Die deutsche Robotik- und Automationsbranche steht vor anhaltenden Herausforderungen. Für 2026 erwartet der VDMA Robotik + Automation einen Umsatzrückgang von 5 Prozent auf 14,1 Mrd. Euro. Gründe sind eine schwache Nachfrage aus wichtigen Kundenbranchen, geopolitische Unsicherheiten und ungünstige wirtschaftliche Rahmenbedingungen. Bereits 2025 verzeichnete die Branche einen Umsatzrückgang von 7 Prozent, was strukturelle Schwächen offenbart und den Handlungsdruck erhöht.
Dr. Olaf Munkelt, Vorsitzender des VDMA Robotik + Automation, betont die Bedeutung der Wettbewerbsfähigkeit durch Kundenzentrierung, Innovation und schnelle Umsetzung.
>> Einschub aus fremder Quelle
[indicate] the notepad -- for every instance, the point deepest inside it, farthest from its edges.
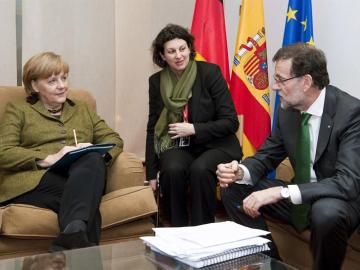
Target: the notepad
(208, 244)
(72, 156)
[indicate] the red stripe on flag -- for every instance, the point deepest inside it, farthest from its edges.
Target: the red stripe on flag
(256, 118)
(208, 27)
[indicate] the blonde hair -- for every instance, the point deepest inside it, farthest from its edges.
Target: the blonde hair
(42, 66)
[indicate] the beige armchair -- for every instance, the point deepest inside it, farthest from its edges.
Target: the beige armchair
(126, 206)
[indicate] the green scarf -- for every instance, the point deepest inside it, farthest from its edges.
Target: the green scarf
(175, 94)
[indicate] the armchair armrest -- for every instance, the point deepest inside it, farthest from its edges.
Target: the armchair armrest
(126, 171)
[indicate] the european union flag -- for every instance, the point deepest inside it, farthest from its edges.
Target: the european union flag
(298, 28)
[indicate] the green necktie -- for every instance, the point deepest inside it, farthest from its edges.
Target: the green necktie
(300, 213)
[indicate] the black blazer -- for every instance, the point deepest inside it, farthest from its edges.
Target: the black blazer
(211, 110)
(337, 158)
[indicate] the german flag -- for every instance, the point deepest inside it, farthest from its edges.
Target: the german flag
(208, 28)
(249, 84)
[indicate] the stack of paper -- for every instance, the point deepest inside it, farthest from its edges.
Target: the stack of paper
(207, 244)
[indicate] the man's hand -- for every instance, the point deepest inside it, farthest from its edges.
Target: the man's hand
(178, 130)
(228, 173)
(257, 199)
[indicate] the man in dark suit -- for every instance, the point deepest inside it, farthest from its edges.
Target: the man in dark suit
(331, 187)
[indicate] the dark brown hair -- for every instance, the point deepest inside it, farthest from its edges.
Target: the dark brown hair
(170, 32)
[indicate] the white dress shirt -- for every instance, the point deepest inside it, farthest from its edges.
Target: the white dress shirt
(316, 110)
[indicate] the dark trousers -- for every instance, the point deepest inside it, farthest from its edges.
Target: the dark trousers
(332, 221)
(190, 169)
(73, 195)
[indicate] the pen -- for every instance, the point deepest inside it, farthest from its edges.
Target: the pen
(75, 137)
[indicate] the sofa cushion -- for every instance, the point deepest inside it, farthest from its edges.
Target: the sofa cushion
(127, 204)
(117, 207)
Die internationale Konkurrenz, insbesondere aus Asien, gewinnt weiter Marktanteile. Trotz der Herausforderungen bleiben Digitalisierung, KI und Automatisierung langfristige Wachstumstreiber. Der VDMA fordert Bürokratieabbau und wettbewerbsfähige Kostenstrukturen, um die Branche auf einen Wachstumskurs zurückzuführen und die Führungsposition in der europäischen Robotik und Automation zu sichern.